Operator: We will now begin the question-and-answer session. The first question today comes from Shweta Khajuria with Wolfe Research. Please go ahead.
Brad Erickson, Analyst, RBC0: Thank you for taking my questions. One on the Tinder sort of turnaround and leading indicators you’re seeing. The March metrics you called out are very promising. Could you please talk to if you saw continuation of these trends into April and I guess now early May? That’s the first question. The second question I have is around your AI cost savings. How should we be thinking about all these cost savings that you may have, either from integrating business units and also driving productivity with AI tools? It seems that you have greater and greater potential for margin if you wanted to, either this year or next year. How should we be thinking about that? Thanks a lot.
Brad Erickson, Analyst, RBC1: Yeah. Thank you for the questions. Firstly, yes, Tinder’s momentum has continued into April. Just to sort of take a step back and then I’ll share some April data. The product-led turnaround at Tinder is clearly well underway, and I’m feeling really good about it. As I said in the prepared remarks, MAU declined 7% year-over-year in March, which was the slowest rate in 31 months. It went on to decline 6.6% in April, so it continued to improve. DAU, which I don’t think we talked about in the prepared remarks, but Daily Active Users was down 9% back in March of 2025, then down 6% in March of 2026, and was only down 4% in April of 2026.
Every month, every week, almost every day, we continue to chip away at the audience declines at Tinder. You know, let me just take a moment, Shweta, to talk about what’s driving this. And it’s clearly product improvements which are impacting user outcomes. The big needle movers on improving user outcomes have been, first of all, recommendations. We’re just doing a much better job today of showing women the men that we think they’ll want to see. You know, obviously that is the most important thing for a dating app, figuring out whom to show to whom, and we’re much better at it than we ever were before.

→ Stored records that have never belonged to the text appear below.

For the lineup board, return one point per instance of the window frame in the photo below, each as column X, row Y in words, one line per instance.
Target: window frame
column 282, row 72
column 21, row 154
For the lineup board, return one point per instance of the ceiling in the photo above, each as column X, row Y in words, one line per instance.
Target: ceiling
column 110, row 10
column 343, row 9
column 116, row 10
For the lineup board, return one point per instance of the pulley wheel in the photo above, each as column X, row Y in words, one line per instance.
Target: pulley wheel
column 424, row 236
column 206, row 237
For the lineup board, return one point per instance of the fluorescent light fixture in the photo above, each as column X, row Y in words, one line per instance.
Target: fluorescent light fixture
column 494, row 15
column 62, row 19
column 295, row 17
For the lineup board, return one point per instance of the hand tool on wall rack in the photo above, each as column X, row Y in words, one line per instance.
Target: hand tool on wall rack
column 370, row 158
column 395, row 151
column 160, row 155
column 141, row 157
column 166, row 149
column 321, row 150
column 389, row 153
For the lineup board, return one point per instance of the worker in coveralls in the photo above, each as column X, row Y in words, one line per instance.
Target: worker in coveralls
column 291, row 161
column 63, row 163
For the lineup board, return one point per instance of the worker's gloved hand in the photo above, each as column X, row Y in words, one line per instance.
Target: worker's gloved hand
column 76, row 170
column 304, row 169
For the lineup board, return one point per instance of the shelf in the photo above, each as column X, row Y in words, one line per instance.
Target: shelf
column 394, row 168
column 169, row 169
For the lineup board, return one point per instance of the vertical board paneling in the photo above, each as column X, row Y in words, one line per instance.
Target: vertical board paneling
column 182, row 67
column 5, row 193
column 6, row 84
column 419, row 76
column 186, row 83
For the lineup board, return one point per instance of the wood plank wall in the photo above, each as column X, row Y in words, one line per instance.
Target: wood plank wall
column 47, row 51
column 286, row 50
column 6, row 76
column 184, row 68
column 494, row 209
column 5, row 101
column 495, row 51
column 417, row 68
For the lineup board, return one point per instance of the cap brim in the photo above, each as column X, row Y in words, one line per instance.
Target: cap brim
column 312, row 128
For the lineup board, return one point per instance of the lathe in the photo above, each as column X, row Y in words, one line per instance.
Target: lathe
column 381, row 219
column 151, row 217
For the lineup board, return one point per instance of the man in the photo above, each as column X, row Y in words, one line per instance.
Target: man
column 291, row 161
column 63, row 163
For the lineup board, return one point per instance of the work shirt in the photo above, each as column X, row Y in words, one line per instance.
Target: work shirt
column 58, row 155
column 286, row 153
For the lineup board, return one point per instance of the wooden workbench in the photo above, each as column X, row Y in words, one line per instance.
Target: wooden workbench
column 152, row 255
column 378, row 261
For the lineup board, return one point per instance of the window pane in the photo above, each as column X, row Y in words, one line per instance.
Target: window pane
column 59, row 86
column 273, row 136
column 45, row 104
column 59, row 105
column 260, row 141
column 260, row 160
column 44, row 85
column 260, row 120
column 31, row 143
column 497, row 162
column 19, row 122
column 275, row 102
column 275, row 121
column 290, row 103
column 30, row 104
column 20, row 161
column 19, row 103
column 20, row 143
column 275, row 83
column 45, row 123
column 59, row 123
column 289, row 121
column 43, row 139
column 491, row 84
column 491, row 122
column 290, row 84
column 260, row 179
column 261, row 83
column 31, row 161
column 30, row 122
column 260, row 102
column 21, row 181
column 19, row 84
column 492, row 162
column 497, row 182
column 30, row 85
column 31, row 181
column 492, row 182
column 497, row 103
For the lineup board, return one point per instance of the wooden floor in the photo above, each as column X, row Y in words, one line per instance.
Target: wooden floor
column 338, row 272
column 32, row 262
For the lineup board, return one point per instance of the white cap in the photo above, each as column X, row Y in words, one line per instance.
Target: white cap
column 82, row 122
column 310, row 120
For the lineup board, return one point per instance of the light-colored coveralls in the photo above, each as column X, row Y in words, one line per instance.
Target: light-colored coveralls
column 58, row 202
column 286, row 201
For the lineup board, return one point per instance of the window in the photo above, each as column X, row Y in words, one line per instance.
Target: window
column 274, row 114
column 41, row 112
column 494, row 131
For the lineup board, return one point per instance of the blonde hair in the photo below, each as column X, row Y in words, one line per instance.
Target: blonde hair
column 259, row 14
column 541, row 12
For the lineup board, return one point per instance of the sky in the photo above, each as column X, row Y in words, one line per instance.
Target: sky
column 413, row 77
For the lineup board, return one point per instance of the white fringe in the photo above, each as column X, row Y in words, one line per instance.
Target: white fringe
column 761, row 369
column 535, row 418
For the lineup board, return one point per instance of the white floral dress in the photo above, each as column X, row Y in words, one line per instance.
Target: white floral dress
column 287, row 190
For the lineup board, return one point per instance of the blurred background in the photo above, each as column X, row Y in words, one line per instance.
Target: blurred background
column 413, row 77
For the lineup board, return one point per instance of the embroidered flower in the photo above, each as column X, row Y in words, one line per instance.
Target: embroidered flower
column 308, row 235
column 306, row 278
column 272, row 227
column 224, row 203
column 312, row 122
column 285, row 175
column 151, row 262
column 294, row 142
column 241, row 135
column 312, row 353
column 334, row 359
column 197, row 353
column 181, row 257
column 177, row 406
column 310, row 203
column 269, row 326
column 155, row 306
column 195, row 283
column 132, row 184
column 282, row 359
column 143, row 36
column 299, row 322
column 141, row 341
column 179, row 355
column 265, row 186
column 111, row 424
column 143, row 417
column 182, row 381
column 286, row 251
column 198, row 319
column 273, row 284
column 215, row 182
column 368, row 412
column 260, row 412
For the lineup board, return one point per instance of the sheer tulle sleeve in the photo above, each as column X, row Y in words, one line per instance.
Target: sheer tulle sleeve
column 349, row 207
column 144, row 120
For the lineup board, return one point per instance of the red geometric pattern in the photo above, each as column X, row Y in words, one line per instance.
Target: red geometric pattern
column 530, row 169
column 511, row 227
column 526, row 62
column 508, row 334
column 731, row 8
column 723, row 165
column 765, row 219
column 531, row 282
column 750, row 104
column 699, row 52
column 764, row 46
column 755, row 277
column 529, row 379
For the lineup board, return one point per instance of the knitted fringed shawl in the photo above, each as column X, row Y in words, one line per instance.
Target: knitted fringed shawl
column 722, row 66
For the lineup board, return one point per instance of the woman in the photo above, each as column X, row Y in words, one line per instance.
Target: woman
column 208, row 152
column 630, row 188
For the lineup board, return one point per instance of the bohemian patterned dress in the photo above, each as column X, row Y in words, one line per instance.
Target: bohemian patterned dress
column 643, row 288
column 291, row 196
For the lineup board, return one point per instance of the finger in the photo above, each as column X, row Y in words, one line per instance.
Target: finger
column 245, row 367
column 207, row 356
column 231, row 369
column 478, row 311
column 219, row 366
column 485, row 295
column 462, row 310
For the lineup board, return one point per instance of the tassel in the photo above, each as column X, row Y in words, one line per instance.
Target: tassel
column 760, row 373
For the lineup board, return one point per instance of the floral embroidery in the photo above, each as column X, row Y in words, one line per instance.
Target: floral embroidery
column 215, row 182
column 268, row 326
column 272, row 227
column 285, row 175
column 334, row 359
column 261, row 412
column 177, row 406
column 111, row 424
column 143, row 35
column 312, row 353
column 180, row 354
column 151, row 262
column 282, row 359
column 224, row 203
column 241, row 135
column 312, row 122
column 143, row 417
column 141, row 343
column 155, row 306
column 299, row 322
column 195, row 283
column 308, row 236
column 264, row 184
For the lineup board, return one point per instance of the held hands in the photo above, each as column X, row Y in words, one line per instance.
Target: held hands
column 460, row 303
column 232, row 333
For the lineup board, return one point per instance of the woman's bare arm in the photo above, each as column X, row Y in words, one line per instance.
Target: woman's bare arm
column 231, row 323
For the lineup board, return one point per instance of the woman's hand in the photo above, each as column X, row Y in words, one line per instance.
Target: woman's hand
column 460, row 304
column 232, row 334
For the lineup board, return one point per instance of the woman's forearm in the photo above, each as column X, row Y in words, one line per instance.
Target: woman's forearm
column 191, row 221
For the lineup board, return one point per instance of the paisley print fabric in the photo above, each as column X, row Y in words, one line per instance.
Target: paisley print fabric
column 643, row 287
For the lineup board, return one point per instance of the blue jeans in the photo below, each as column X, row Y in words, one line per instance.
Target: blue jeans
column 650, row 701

We’ve made lots and lots of changes, but for example, you know, 1 set of changes improved women’s sparks by 6%, that improved women’s DAU by 2%, which in turn improved men’s sparks by 5%, and then men’s DAU by 1%. That’s just 1 example of 1 set of recs changes. You know, that plus other recs changes we thought might hurt revenue, but actually, on balance, it resulted in a $15 million annualized revenue gain because of improved women’s retention, which then improved men’s revenue. It’s not always a trade-off between recs improvements and revenue. Sometimes they actually work together. The second big needle mover on Tinder product improvements was Double Date. Around 1 in 5 global users now 18-22 are using Double Date.
Around 1 in 4 U.S. women 18-22 are using Double Date. It’s just an important way that people are now using Tinder. Music Mode and Astrology Mode also drove great adoption in the quarter. I think it was 8% for global Gen Z for music and 19% for global Gen Z for astrology. Then, you know, the next section is a variety of things that we don’t talk about very much because they’re kind of mundane improvements, but this is really important blocking and tackling. These are things like improved CRM for better emails and notifications or better app performance, so the app doesn’t crash the way it used to, or better website performance and just general better operating cadence of the company. All those things really do work together.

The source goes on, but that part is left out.